Proud Housing Record

January 21, 2009 · Leave a Comment

LAST SUNDAY, Owen Arthur reminded Barbadians that the Barbados Labour Party (BLP) has a rich housing legacy. He was equally emphatic in his claim that what was now happening in the Ministry of Housing was started under the BLP. He is 100 per cent right on both counts.

No political party has done more to empower Barbadians through property ownership than the Barbados Labour Party. Arguably the greatest piece of social legislation brought before our Parliament since the Emancipation Act, the Tenantries Freehold Purchase Act 1980 remains one of Tom Adams’ most visionary social policies.

This was no evolution. It was a revolution in property ownership in Barbados. The free descendants of thousands of enslaved men and women were able to own the land on which their families lived, in some cases since slavery itself.

There was no bloodshed, no social dislocation, only empowerment. It led to an unprecedented wave of home construction and home improvement all across the country. This in turn led a subsequent Owen Arthur administration to provide subsidies for urban tenantries and to provide massive improvements in services and infrastructure surrounding the tenantries.

Together these two events have changed forever both the landscape and the quality of life for thousands of Barbadians.

With the construction of the first multi-storey dwelling at London Bourne Towers in Bridgetown the BLP continued to bring innovation to the solution of housing Barbadians. We brought the private sector on board to provide low-cost housing. We enabled Barbadians living in Government terrace units to own their units by heavily subsidising the sale prices. We identified over 1 000 lots for sale in a joint venture programme with the private sector to build low and middle-income housing.

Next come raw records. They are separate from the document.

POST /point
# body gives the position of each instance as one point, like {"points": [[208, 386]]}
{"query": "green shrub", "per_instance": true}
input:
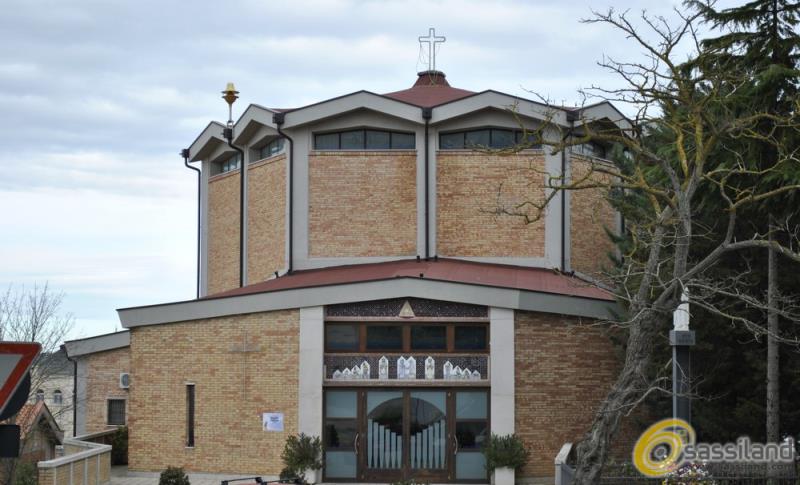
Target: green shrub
{"points": [[505, 451], [300, 453], [173, 476], [119, 446], [26, 474]]}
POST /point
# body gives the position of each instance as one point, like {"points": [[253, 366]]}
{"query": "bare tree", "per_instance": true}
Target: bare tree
{"points": [[673, 160], [35, 314]]}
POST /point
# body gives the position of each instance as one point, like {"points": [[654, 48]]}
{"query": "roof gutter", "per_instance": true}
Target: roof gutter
{"points": [[185, 155], [278, 119], [228, 134]]}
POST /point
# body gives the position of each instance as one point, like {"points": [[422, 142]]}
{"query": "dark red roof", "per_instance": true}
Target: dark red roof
{"points": [[447, 270], [430, 89]]}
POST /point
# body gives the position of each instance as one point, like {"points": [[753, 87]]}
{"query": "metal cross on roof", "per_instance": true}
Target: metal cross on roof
{"points": [[431, 40]]}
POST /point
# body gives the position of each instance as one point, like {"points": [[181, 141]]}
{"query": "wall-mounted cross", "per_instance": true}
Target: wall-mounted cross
{"points": [[432, 39]]}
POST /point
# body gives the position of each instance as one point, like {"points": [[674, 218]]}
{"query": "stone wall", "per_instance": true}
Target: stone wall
{"points": [[467, 193], [223, 232], [266, 218], [362, 203], [232, 390], [102, 383]]}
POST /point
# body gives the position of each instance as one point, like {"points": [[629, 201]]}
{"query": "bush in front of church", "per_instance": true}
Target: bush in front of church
{"points": [[173, 476]]}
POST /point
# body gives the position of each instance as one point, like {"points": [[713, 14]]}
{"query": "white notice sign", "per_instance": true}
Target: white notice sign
{"points": [[272, 421]]}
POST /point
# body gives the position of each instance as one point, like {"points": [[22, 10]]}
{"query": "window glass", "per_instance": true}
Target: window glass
{"points": [[477, 138], [470, 337], [352, 140], [502, 138], [328, 141], [116, 411], [384, 337], [403, 141], [378, 140], [429, 337], [451, 141], [341, 337]]}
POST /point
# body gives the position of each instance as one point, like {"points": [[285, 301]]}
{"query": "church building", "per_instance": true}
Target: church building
{"points": [[358, 284]]}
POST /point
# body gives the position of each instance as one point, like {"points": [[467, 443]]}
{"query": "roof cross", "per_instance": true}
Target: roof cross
{"points": [[432, 39]]}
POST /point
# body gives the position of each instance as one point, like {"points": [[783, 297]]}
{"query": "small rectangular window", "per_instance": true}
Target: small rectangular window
{"points": [[116, 412], [470, 337], [502, 139], [327, 141], [403, 141], [341, 337], [353, 140], [190, 415], [451, 141], [429, 337], [384, 337], [477, 138], [378, 140]]}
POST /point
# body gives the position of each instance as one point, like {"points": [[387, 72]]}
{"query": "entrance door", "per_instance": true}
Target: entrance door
{"points": [[406, 435], [389, 435]]}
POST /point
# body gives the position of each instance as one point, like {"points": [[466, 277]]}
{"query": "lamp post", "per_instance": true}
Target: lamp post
{"points": [[230, 95], [681, 339]]}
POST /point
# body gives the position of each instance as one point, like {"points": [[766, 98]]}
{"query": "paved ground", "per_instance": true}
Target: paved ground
{"points": [[119, 476]]}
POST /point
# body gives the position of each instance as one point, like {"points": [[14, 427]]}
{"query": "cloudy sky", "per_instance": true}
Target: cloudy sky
{"points": [[98, 96]]}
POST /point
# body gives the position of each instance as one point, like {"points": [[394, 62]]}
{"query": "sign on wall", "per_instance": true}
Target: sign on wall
{"points": [[272, 421]]}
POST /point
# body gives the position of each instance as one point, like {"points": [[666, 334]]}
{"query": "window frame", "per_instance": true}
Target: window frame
{"points": [[124, 411], [364, 147], [517, 135], [406, 347]]}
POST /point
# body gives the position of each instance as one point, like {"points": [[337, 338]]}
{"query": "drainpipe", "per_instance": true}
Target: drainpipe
{"points": [[571, 117], [278, 119], [227, 133], [185, 155], [74, 391], [427, 114]]}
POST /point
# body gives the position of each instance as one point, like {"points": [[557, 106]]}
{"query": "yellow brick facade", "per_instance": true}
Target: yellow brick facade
{"points": [[233, 389], [362, 203], [223, 232], [266, 218], [102, 383], [467, 185], [590, 214]]}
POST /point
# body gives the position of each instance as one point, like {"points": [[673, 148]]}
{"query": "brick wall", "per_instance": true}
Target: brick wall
{"points": [[564, 368], [589, 215], [266, 218], [102, 383], [467, 184], [223, 232], [362, 203], [232, 390]]}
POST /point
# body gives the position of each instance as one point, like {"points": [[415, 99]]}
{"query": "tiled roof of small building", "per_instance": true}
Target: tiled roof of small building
{"points": [[442, 269]]}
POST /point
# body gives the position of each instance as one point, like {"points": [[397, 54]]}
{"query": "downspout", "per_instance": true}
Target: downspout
{"points": [[427, 114], [74, 391], [228, 134], [278, 119], [185, 155], [571, 117]]}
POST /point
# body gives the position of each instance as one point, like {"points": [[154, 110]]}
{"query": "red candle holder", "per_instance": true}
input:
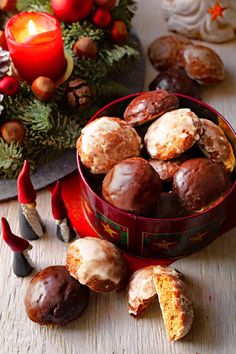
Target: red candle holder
{"points": [[35, 43]]}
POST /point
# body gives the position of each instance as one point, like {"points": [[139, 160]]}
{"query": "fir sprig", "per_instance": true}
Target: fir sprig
{"points": [[124, 11], [38, 115], [11, 159], [71, 33]]}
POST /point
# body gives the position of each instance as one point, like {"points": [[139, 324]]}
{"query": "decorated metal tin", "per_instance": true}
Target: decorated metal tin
{"points": [[154, 238]]}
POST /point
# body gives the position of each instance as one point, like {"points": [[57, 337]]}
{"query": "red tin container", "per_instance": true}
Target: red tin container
{"points": [[151, 238]]}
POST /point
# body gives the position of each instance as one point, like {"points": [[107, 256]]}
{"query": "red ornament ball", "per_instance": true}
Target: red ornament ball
{"points": [[101, 18], [119, 31], [105, 4], [9, 85], [71, 10]]}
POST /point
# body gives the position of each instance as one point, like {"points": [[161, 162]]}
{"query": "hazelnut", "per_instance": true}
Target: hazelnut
{"points": [[12, 131], [96, 263], [85, 47], [43, 88]]}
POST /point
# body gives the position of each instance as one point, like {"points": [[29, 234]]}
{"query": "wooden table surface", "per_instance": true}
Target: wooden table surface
{"points": [[105, 327]]}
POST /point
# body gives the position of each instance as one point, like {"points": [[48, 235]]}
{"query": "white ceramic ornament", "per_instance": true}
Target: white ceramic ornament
{"points": [[208, 20]]}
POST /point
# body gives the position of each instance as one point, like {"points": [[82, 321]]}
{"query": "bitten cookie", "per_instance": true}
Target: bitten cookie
{"points": [[175, 302], [96, 263], [150, 105], [106, 141], [172, 134], [141, 290], [215, 145]]}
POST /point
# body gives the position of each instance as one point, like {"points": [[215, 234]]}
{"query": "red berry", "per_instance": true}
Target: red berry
{"points": [[9, 85], [105, 4], [71, 10], [12, 131], [43, 88], [101, 18], [3, 42], [119, 31]]}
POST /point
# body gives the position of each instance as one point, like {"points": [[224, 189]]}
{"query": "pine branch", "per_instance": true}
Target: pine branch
{"points": [[71, 33], [38, 115], [124, 11], [36, 5], [92, 70], [111, 89], [11, 159], [63, 135]]}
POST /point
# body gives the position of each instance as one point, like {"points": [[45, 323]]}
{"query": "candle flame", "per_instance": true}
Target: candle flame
{"points": [[32, 29]]}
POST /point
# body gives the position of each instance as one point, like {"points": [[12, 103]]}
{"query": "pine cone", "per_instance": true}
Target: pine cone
{"points": [[5, 62], [79, 94]]}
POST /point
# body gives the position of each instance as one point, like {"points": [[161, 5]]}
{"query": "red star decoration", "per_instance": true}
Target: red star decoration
{"points": [[109, 230], [199, 237], [216, 11], [162, 244], [87, 207]]}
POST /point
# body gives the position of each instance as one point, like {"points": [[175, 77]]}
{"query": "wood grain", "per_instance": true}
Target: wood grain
{"points": [[105, 327]]}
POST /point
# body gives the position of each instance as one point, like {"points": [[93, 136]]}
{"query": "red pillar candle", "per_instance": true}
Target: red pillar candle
{"points": [[35, 43]]}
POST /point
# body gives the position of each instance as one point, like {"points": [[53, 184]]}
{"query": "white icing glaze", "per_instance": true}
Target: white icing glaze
{"points": [[94, 261], [65, 230], [107, 141], [100, 126], [27, 256], [32, 217], [171, 130], [191, 18]]}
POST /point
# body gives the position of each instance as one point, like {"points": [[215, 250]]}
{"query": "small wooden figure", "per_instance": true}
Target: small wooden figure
{"points": [[65, 231], [21, 263], [31, 226]]}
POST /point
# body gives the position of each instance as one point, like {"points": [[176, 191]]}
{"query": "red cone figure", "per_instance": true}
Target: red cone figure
{"points": [[31, 226], [65, 231], [21, 264]]}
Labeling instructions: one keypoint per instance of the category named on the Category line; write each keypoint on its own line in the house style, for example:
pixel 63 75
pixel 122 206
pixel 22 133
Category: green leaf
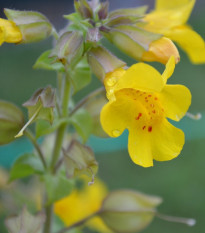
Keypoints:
pixel 57 187
pixel 81 75
pixel 82 122
pixel 47 63
pixel 44 127
pixel 25 222
pixel 26 165
pixel 11 121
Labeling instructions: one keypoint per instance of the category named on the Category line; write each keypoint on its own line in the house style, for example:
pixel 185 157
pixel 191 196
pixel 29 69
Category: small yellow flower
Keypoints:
pixel 169 18
pixel 83 203
pixel 140 101
pixel 9 32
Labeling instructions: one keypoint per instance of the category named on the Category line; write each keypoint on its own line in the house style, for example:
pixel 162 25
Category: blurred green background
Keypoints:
pixel 180 182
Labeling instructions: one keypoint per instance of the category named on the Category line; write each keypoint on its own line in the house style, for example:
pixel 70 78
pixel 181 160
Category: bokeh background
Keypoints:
pixel 180 182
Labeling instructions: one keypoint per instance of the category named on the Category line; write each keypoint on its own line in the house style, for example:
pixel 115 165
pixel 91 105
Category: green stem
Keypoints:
pixel 62 129
pixel 49 213
pixel 77 224
pixel 29 135
pixel 87 98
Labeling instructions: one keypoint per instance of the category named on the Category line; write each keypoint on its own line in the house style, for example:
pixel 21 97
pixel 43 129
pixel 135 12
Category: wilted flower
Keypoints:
pixel 169 18
pixel 140 101
pixel 9 32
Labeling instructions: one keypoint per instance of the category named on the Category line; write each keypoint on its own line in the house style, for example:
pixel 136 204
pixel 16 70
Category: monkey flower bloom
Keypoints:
pixel 140 101
pixel 9 32
pixel 169 18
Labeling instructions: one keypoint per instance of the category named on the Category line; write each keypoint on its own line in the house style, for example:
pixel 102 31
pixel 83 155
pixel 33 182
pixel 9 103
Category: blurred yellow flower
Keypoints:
pixel 9 32
pixel 169 18
pixel 140 101
pixel 83 203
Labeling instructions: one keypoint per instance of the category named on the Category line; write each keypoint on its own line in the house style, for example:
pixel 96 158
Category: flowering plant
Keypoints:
pixel 136 98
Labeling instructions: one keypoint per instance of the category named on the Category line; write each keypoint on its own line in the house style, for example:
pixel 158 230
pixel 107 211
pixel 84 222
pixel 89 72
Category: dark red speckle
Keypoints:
pixel 150 129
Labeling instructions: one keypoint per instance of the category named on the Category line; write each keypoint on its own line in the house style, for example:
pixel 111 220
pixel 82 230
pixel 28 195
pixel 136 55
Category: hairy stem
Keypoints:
pixel 29 135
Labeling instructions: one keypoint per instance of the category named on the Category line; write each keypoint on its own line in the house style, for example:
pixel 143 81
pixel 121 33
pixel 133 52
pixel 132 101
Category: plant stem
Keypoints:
pixel 29 134
pixel 77 224
pixel 49 213
pixel 87 98
pixel 62 129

More importantly, sound economic management, coupled with the introduction of 100 per cent mortgages by the Barbados Mortgage Finance Company and a competitive commercial banking sector, saw the investment in home ownership soar from $591 million in long-term residential mortgages in 1994, to over $2 billion at the end of 2007.

Very little of what the Democratic Labour Party (DLP) promised in its manifesto in relation to housing has been implemented. We are yet to see the removal of VAT from building materials on houses valued below $400 000 – promised in the first 100 days. Where is the $40 million for interest-free loans to first-time homeowners in the public sector? Where are the 2 000 homes promised in the first year of the DLP Government? How many first-time homeowners have been able to buy any of the 500 lots at $5 a square foot promised in the first five months?

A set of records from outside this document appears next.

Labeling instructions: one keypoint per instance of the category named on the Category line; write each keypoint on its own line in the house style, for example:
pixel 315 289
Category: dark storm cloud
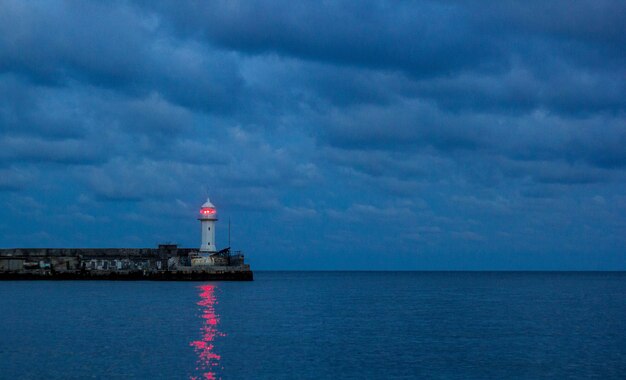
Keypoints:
pixel 455 125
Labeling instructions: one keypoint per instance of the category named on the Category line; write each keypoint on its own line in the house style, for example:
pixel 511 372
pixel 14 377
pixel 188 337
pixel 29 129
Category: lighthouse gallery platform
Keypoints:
pixel 167 262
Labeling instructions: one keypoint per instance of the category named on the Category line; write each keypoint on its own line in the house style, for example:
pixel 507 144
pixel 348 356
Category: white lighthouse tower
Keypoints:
pixel 207 218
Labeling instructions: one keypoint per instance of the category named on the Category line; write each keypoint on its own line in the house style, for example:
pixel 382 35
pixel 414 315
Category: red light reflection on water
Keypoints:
pixel 207 358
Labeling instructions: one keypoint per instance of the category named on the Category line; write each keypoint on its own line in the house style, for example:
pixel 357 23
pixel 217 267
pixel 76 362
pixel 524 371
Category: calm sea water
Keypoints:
pixel 319 325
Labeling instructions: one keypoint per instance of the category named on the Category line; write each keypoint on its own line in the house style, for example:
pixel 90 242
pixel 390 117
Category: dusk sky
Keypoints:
pixel 334 135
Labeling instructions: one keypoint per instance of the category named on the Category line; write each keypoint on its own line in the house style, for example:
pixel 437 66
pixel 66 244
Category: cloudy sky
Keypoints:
pixel 334 135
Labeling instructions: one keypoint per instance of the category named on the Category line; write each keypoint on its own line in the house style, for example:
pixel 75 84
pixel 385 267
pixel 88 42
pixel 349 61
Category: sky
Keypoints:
pixel 366 135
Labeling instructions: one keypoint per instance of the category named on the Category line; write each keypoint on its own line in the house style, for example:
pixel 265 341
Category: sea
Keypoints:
pixel 319 325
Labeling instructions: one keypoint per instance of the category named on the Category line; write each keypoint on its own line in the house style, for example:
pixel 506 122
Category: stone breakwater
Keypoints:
pixel 165 263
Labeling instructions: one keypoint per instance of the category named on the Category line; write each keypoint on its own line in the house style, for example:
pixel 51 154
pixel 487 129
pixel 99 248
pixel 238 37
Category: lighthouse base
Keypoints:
pixel 165 263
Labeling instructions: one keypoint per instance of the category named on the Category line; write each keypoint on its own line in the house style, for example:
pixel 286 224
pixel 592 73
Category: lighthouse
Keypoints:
pixel 207 218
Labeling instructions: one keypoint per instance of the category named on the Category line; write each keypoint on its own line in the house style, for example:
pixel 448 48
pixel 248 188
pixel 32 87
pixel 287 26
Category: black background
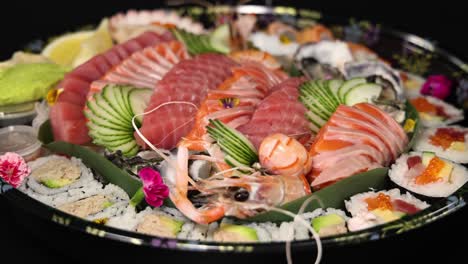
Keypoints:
pixel 443 21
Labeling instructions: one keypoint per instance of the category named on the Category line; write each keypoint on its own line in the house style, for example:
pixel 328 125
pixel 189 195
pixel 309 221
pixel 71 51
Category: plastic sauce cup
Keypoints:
pixel 21 140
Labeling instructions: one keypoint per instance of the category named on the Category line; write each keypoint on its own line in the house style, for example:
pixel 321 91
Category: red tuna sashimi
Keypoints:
pixel 144 68
pixel 234 101
pixel 280 112
pixel 78 82
pixel 189 82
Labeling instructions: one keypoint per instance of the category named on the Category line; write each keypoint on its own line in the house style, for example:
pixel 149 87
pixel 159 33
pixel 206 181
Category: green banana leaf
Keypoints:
pixel 45 134
pixel 412 113
pixel 332 196
pixel 100 164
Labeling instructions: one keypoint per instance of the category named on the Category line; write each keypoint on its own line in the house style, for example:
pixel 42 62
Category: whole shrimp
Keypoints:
pixel 240 196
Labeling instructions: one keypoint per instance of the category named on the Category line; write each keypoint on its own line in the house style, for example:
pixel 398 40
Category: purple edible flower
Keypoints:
pixel 13 169
pixel 437 86
pixel 153 186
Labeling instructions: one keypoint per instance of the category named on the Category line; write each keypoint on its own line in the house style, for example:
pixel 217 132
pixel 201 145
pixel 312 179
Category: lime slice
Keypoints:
pixel 98 42
pixel 64 49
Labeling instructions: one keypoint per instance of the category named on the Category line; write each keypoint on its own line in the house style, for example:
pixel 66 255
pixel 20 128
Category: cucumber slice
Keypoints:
pixel 106 111
pixel 236 146
pixel 363 93
pixel 220 39
pixel 95 129
pixel 347 85
pixel 139 100
pixel 112 143
pixel 102 118
pixel 113 95
pixel 334 86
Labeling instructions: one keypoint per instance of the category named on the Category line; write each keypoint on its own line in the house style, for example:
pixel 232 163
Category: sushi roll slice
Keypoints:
pixel 427 174
pixel 109 202
pixel 374 208
pixel 434 112
pixel 412 84
pixel 450 142
pixel 55 180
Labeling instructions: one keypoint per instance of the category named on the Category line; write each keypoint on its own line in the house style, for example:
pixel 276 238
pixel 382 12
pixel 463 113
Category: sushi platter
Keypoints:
pixel 234 129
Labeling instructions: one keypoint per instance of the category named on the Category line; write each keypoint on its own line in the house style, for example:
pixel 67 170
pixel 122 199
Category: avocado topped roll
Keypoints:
pixel 56 180
pixel 428 174
pixel 110 202
pixel 374 208
pixel 450 142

When will the Prime Minister increase the tax deduction for mortgages to the promised $20 000 per year?

Were it not for the programmes left in place by the Barbados Labour Party, the Minister of Housing would be an abysmal failure. It is the BLP that acquired the lands at Coverley, Marchfield, Constant and French Village to which the minister flits from one to the other like Superman to the rescue.

It is stranger than fiction that in April of last year, on a tour of Bulkeley Meadows with his colleage Esther Byer-Suckoo, Minister Lashley said how pleased he was with the progress of the project, but by year-end he was advising homeowners to sever all ties with the contractor and seeking to imply some sort of blame on the BLP Government. Surely whatever may have gone wrong between April and December was on the minister’s watch, and he must now step up to the plate in the interest of the homeowners who are experiencing difficulties.